Die Geschlossenheit beeinträchtigte auch der anschließende Nachfolgekampf mit der unterlegenen heutigen Bundesbildungsministerin Annette Schavan. Oettingers größte Stärke, schnell zu denken, führt nach Meinung vieler zu seiner größten Schwäche: ebenso schnell zu sprechen.

Im Drang, seinen Gegenüber überzeugen zu wollen, reiht er im Stakkato Fakten an Fakten. Weil Oettinger dabei meist auf Appelle an Emotion und Gemüt der Zuhörer verzichtet, schreckt er trotz seiner Kompetenz viele potenzielle Wähler ab.

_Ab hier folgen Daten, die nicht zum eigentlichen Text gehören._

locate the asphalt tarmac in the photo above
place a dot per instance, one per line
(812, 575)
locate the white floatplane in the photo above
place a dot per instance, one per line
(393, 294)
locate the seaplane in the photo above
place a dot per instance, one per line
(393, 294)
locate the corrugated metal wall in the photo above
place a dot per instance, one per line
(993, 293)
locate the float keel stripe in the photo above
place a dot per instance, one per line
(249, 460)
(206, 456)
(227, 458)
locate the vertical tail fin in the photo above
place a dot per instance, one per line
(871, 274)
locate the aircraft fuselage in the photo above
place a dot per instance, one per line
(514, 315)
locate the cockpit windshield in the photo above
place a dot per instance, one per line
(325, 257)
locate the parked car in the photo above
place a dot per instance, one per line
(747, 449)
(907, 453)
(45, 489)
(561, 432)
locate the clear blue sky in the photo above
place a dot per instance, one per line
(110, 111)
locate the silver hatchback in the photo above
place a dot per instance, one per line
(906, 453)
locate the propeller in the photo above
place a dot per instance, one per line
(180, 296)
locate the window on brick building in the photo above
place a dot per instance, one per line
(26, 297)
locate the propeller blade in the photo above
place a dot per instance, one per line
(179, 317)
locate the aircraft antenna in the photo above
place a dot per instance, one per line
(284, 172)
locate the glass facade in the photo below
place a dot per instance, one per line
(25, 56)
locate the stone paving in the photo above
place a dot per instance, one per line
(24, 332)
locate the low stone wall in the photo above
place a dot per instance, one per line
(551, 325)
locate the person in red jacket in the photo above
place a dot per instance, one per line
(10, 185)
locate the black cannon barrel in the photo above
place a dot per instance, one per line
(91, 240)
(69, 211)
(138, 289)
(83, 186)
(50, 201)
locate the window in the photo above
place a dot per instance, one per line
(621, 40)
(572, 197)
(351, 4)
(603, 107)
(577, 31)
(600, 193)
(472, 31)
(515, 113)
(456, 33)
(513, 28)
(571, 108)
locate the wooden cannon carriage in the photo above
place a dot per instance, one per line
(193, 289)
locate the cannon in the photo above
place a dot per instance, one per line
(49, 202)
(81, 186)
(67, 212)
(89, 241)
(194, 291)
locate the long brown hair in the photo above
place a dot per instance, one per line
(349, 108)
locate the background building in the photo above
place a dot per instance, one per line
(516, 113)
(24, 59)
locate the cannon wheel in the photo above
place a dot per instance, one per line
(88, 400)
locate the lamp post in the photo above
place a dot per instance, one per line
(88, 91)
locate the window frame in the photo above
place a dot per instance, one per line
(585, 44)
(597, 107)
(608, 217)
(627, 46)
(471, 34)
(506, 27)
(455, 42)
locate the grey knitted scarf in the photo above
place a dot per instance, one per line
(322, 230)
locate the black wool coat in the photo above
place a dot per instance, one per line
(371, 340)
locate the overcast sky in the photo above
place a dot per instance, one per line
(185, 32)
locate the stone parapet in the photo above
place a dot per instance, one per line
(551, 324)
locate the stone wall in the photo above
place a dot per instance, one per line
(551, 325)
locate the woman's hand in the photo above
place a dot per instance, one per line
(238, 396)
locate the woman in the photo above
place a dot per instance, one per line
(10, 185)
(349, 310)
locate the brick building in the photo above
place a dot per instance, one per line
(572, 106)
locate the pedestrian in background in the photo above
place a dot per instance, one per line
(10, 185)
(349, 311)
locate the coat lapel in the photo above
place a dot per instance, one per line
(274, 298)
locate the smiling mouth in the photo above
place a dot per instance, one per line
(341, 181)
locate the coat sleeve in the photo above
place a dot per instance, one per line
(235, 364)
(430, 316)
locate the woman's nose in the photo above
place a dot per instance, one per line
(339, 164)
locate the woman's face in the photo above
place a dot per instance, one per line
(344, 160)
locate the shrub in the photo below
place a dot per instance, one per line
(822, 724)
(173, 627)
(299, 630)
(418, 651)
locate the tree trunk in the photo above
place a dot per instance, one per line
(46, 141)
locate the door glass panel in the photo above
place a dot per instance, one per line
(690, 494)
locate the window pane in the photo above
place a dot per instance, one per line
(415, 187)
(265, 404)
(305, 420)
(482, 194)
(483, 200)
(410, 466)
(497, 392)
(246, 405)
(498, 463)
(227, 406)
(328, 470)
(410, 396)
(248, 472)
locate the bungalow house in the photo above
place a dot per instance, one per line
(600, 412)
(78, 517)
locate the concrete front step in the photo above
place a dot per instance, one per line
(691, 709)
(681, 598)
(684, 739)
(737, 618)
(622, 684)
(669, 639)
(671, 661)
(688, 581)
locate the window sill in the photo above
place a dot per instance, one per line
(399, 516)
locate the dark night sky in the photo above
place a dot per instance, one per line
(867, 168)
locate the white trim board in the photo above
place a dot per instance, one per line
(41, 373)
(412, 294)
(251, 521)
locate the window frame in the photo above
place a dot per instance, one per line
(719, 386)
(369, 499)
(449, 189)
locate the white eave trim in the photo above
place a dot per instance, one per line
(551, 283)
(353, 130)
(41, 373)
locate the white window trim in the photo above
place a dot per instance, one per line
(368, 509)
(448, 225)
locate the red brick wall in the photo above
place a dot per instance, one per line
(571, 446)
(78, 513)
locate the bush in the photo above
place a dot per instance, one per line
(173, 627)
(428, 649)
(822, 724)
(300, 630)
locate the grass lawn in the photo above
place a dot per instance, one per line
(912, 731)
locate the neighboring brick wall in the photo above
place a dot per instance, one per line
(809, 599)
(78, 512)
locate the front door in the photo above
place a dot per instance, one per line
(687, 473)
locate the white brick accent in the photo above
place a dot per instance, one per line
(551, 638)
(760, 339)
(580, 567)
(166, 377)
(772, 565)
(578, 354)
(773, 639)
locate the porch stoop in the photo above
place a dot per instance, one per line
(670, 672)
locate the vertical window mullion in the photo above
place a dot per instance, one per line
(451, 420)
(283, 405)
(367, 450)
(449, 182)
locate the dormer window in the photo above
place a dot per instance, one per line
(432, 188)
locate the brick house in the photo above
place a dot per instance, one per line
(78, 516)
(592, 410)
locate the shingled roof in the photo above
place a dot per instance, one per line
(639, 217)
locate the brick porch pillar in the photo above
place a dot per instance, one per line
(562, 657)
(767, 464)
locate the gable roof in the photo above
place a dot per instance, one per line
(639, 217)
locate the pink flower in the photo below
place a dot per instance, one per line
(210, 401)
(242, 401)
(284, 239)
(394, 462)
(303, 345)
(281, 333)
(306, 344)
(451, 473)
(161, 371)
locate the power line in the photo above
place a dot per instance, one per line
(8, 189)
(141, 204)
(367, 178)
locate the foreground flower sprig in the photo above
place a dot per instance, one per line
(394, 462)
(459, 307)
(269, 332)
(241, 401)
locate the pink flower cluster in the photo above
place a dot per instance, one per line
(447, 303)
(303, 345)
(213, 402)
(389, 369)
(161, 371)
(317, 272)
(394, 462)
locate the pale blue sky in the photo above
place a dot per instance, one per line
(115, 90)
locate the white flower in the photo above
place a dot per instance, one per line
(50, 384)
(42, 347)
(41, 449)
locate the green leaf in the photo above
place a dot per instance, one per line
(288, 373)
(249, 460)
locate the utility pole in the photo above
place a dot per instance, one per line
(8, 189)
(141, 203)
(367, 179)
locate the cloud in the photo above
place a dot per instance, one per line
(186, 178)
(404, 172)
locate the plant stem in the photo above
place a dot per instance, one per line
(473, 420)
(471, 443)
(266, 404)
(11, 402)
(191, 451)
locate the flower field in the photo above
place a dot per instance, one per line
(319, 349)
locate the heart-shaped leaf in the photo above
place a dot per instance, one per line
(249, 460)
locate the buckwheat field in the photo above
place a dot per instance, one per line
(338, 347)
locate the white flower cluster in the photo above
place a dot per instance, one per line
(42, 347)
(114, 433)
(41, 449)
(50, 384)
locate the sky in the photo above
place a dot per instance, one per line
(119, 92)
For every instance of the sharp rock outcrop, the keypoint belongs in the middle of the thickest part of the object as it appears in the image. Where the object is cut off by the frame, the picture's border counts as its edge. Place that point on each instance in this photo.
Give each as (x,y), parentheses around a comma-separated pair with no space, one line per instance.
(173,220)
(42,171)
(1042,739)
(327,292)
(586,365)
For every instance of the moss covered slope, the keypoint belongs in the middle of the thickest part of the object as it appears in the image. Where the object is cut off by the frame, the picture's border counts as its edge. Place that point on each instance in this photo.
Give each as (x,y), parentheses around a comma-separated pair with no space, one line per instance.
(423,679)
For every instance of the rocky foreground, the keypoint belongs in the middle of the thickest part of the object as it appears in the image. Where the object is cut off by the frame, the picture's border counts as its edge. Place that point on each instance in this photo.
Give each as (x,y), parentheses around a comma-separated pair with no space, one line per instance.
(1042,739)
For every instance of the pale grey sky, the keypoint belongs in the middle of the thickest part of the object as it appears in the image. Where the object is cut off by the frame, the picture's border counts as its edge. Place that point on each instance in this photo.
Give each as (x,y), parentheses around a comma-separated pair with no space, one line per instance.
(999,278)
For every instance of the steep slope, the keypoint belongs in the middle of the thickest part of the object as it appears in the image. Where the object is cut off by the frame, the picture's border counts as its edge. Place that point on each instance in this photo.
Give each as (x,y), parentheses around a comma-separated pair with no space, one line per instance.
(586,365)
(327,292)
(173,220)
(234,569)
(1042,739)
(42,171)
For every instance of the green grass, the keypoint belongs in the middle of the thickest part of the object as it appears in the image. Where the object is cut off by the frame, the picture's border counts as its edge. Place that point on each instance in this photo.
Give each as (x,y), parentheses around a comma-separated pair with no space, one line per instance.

Der im privaten Kreis als durchaus lebensfroh geltende Vater eines kleinen Sohnes und Fußballfan kennt seine Sympathieprobleme genau. Er reiste deshalb seit seinem Amtsantritt unermüdlich durchs Land und überraschte dabei durchaus auch die eigenen Reihen mit Themen wie etwa der Ganztagsbetreuung für Kindern arbeitender Eltern.

Selbst die Erwartungen der Wirtschaftsbosse im Ländle erfüllte der gelernte Wirtschaftsanwalt bislang nicht. "Oettinger hat das Zeug, der Wirtschaftsfachmann der Union zu werden", hatte Porsche-Chef Wendelin Wiedeking vor knapp einem Jahr noch gehofft.

Doch in der Unionsspitze in Berlin ist Oettinger kaum präsent. Das mag auch daran liegen, dass er Parteichefin Angela Merkel vor einigen Jahren noch zum "Fremdkörper" in der CDU/CSU erklärt hatte.